SSC-UNet: UNet with Self-Supervised Contrastive Learning for Phonocardiography Noise Reduction
Lizy Abraham, Siobhan Coughlan, Kritika Rajain, Changhong Li, Saji Philip, Adam James
TL;DR
The paper addresses the challenge of denoising phonocardiography (PCG) signals for congenital heart disease (CHD) diagnosis in noisy real-world environments where clean training data are scarce. It introduces SSC-UNet, a four-level LU-Net with BiLSTM skip connections implemented in a self-supervised framework that combines Noise2Noise-based denoising with a contrastive learning objective to preserve pathological PCG features. Key contributions include achieving robust denoising without clean data, reducing hallucinations through contrastive learning, and improving downstream classification robustness under hospital-like noise, demonstrated by superior SNR improvements compared to baselines. The work has practical significance for enabling noise-robust PCG-based CHD screening and offers a pathway to extend self-supervised denoising to other physiological signals and potential edge-deployed implementations.
Abstract
Congenital Heart Disease (CHD) remains a significant global health concern affecting approximately 1\% of births worldwide. Phonocardiography has emerged as a supplementary tool to diagnose CHD cost-effectively. However, the performance of these diagnostic models highly depends on the quality of the phonocardiography, thus, noise reduction is particularly critical. Supervised UNet effectively improves noise reduction capabilities, but limited clean data hinders its application. The complex time-frequency characteristics of phonocardiography further complicate finding the balance between effectively removing noise and preserving pathological features.

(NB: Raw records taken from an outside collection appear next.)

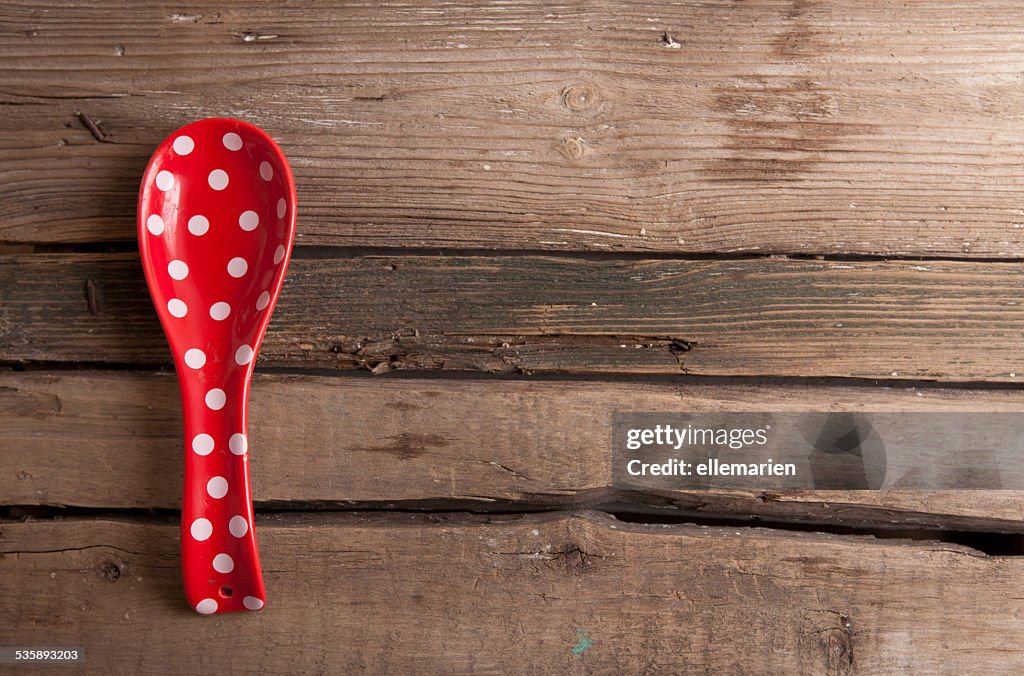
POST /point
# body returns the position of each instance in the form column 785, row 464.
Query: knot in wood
column 110, row 571
column 573, row 149
column 581, row 96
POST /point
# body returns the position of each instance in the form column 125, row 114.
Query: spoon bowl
column 216, row 223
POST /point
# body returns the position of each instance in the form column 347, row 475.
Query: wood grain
column 401, row 594
column 113, row 439
column 764, row 126
column 940, row 321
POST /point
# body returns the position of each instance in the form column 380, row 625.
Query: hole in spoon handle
column 219, row 558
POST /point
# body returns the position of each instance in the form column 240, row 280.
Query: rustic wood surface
column 770, row 126
column 556, row 594
column 560, row 211
column 940, row 321
column 417, row 444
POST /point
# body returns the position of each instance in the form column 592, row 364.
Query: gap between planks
column 427, row 442
column 460, row 593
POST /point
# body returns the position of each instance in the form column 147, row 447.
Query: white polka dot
column 155, row 224
column 237, row 266
column 223, row 563
column 195, row 358
column 238, row 525
column 220, row 310
column 183, row 144
column 215, row 398
column 249, row 220
column 244, row 355
column 178, row 269
column 238, row 444
column 232, row 141
column 165, row 180
column 207, row 606
column 203, row 445
column 218, row 179
column 177, row 307
column 252, row 602
column 217, row 488
column 199, row 225
column 202, row 529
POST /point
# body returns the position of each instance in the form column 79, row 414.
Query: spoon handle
column 219, row 558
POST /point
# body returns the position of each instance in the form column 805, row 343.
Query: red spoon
column 216, row 221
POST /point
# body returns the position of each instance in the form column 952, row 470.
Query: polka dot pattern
column 238, row 526
column 215, row 398
column 165, row 180
column 223, row 563
column 203, row 445
column 155, row 224
column 177, row 307
column 252, row 603
column 232, row 141
column 183, row 144
column 238, row 266
column 195, row 358
column 238, row 444
column 201, row 530
column 199, row 225
column 244, row 354
column 178, row 269
column 218, row 179
column 249, row 220
column 206, row 606
column 216, row 488
column 216, row 219
column 220, row 310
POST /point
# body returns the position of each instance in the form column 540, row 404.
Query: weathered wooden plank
column 536, row 594
column 872, row 127
column 114, row 439
column 943, row 321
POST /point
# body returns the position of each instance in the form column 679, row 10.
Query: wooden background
column 515, row 218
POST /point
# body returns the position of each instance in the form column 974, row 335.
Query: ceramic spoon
column 216, row 221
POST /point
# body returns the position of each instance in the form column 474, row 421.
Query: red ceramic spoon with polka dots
column 216, row 221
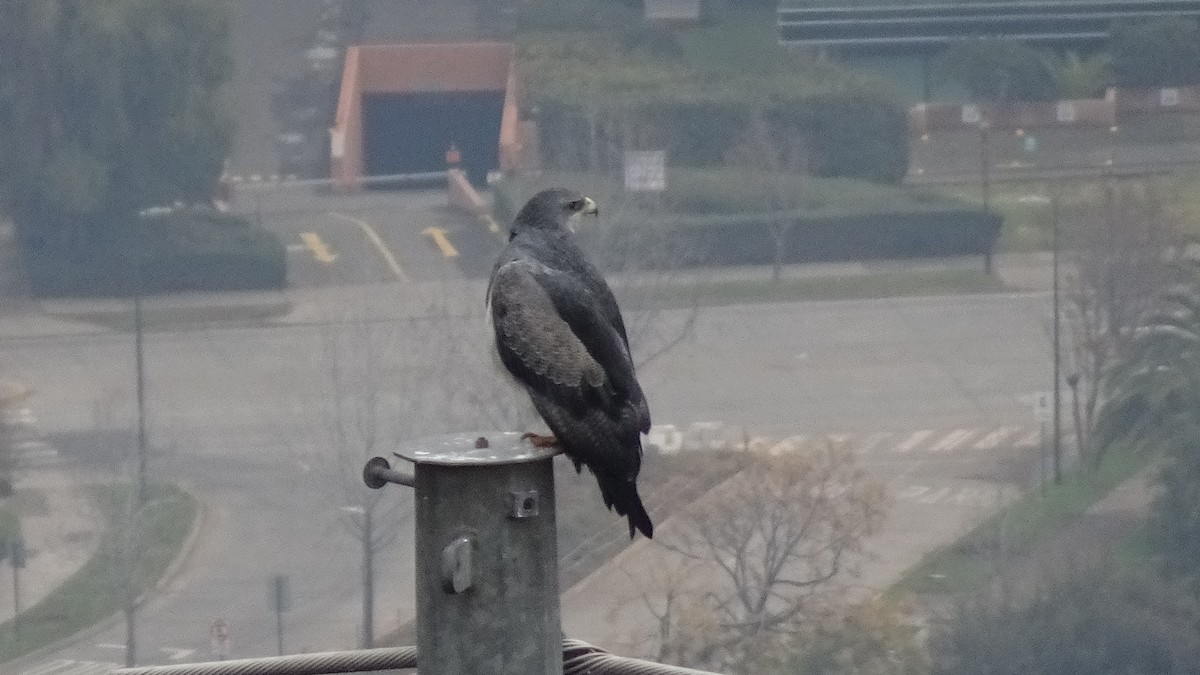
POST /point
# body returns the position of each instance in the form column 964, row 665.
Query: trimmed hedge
column 845, row 133
column 593, row 97
column 718, row 217
column 186, row 249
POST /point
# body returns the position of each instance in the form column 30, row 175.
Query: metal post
column 486, row 556
column 367, row 579
column 1056, row 412
column 985, row 184
column 17, row 557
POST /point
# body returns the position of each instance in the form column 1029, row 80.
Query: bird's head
column 553, row 209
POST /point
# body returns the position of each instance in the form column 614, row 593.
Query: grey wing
column 539, row 347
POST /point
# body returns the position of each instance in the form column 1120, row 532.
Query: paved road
column 240, row 416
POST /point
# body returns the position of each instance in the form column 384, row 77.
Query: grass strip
column 832, row 287
column 966, row 563
column 93, row 593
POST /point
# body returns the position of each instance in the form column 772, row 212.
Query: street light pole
column 985, row 183
column 1057, row 338
column 139, row 366
column 367, row 580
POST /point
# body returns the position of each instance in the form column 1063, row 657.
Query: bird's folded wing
column 551, row 336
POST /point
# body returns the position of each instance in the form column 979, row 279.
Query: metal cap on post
column 486, row 556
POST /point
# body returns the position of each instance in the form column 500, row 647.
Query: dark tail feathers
column 621, row 495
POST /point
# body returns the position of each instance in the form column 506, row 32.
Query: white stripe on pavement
column 993, row 441
column 952, row 440
column 913, row 440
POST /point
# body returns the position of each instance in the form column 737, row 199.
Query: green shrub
column 191, row 249
column 1156, row 53
column 592, row 99
column 844, row 133
column 720, row 217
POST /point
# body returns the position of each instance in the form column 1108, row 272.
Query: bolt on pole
column 486, row 555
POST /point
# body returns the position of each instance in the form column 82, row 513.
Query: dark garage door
column 411, row 132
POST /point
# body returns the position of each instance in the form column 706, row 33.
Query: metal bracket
column 525, row 505
column 456, row 566
column 377, row 473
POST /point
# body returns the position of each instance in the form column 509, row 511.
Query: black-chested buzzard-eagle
column 559, row 333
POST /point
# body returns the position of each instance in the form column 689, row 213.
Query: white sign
column 1066, row 112
column 1042, row 407
column 336, row 143
column 646, row 171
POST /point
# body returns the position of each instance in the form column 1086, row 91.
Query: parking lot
column 402, row 237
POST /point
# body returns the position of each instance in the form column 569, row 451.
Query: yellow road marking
column 319, row 249
column 377, row 242
column 439, row 238
column 492, row 226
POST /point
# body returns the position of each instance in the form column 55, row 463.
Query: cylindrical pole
column 486, row 557
column 141, row 381
column 367, row 579
column 1057, row 350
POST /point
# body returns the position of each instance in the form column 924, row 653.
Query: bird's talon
column 540, row 441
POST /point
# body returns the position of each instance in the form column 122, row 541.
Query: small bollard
column 486, row 556
column 378, row 473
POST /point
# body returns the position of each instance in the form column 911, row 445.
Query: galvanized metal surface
column 579, row 658
column 487, row 563
column 475, row 449
column 322, row 663
column 378, row 473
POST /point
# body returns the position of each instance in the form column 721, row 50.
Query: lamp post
column 367, row 542
column 139, row 368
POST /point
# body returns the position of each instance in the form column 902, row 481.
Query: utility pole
column 486, row 554
column 139, row 366
column 282, row 602
column 1057, row 339
column 367, row 579
column 17, row 559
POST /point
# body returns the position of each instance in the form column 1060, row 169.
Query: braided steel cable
column 321, row 663
column 579, row 658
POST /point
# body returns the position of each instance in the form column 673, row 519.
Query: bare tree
column 751, row 566
column 1117, row 249
column 383, row 383
column 778, row 162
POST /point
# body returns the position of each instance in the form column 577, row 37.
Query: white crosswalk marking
column 873, row 440
column 913, row 440
column 952, row 440
column 1030, row 440
column 789, row 444
column 935, row 496
column 69, row 667
column 993, row 440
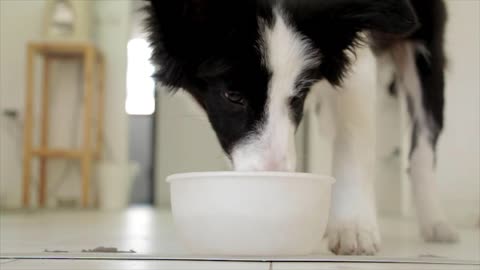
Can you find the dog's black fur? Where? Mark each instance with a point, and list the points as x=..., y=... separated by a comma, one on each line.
x=209, y=46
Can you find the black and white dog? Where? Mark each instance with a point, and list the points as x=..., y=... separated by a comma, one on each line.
x=251, y=64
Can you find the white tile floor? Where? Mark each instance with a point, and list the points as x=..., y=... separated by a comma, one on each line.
x=24, y=237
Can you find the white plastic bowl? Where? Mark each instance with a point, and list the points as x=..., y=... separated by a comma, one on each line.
x=250, y=213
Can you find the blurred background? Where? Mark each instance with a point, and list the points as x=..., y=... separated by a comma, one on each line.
x=148, y=134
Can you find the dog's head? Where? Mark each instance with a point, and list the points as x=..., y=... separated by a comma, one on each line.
x=250, y=64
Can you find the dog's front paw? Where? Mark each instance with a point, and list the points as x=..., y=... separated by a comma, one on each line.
x=439, y=232
x=353, y=238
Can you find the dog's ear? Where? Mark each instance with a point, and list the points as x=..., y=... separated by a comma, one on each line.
x=335, y=25
x=184, y=34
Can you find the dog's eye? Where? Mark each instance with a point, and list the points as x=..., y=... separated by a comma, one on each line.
x=234, y=97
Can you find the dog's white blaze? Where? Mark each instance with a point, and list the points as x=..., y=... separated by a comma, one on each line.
x=286, y=54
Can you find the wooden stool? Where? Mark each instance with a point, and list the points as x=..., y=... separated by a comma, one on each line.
x=91, y=59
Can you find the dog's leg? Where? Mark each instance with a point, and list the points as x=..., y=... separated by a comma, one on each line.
x=422, y=79
x=352, y=227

In this study, we proposed a self-supervised phonocardiography noise reduction model based on Noise2Noise to enable training without clean data. Augmentation and contrastive learning are applied to enhance its performance. We obtained an average SNR of 12.98 dB after filtering under 10~dB of hospital noise. Classification sensitivity after filtering was improved from 27\% to 88\%, indicating its promising pathological feature retention capabilities in practical noisy environments.